The KSE-100 Index ended 134 points plus (+1.1% WoW) despite an initially bullish 228 point jump on the opening day spurred by surprise slashing of the policy rate by 150bps. This monetary easing resulted in an increase in investor activity in the initial trading session, with Av. daily volumes coming out to 61.3mln shares (+52% WoW). The index gained a flattish trend during the week due to fresh concerns over the macroeconomic picture of the country as well as pressure of foreign selling. Foreign investors remained net sellers of USD 2.9mln while the market was mainly supported by positive investments by Mutual Funds and Individual investors. The continuous foreign selling can be explained by the improved performance of almost all Asian markets, which resulted in portfolio rebalancing amongst Asian indices. Moreover, spurred by the large interest rate cut, mutual funds have been quick to rebalance their portfolios in the search for attractive dividend yields now that the cut-off yield on 10-year PIBs declined 101bps to 12.24%. Nevertheless, the excitement of investors was muted owing to weak macroeconomic data released – Remittances registering a 32% MoM decline and the trade deficit widening by 29%.
Increase in fertilizer prices and the upcoming corporate announcements triggered a bullish rally in Fatima, FFC and FFBL, all outperforming the market by 14.8%, 8.8% and 4.2% respectively. We estimate FFBL to yield an EPS of PKR 9/share along with a healthy dividend announcement owing to less than expected decline in urea sales and higher proportion of DAP sales.

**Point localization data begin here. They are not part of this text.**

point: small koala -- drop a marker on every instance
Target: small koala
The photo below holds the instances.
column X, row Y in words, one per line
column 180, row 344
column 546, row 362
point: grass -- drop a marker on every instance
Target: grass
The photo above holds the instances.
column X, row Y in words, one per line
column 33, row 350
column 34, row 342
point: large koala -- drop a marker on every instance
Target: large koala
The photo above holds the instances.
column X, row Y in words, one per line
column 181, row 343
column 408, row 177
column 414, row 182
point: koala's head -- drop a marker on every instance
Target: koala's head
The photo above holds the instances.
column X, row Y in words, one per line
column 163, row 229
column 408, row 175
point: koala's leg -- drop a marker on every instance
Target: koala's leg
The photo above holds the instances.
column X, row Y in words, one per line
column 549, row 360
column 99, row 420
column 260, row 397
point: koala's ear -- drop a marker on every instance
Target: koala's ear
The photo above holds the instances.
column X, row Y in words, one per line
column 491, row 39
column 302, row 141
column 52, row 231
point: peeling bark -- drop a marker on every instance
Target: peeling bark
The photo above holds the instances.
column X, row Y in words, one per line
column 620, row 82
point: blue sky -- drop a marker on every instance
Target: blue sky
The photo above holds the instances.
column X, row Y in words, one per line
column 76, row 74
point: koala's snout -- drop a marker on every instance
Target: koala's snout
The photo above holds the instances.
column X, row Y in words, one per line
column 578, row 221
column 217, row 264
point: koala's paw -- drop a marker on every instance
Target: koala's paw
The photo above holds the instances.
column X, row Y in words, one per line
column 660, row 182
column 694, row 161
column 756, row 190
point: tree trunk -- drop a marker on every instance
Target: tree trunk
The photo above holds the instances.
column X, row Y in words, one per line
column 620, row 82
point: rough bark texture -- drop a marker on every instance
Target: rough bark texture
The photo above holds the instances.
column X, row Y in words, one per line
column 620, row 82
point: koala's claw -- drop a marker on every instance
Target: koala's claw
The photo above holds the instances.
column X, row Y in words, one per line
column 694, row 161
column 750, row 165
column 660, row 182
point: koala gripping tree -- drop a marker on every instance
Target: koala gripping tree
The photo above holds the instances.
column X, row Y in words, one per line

Accordingly, FATIMA is also expected to post substantial profitability benefitting from the urea price hike. APL also outperformed the market by 11.6% as investors await the result announcement of Attock group companies next week. However, banking companies – mainly NBP, MCB, HBL – underperformed the market due to fears of reduced banking spreads following the rate cut. These fears seem to be overplayed as the banks immediately announced a cut in profit rates on their fixed deposits, which account for a relatively low proportion of their deposit mix.
As predicted, the more than expected monetary policy rate cut spurred growth and added liquidity in the market. Companies having high leverage, such as ENGRO and DGKC, are the immediate beneficiaries of this move as their reduced finance cost eases pressure on profitability. Another important development to have taken place is the recent granting of MFN status to India. The accessibility of the larger market bodes well for our exports, especially of textiles, cement, and agricultural implements. Although the rupee hitting a two week high is an anomaly given a wider deficit and lower remittances, we expect some stabilization which would mute the impact for exporters if trade commences. Nevertheless, developments in this are expected to stir the market going forward.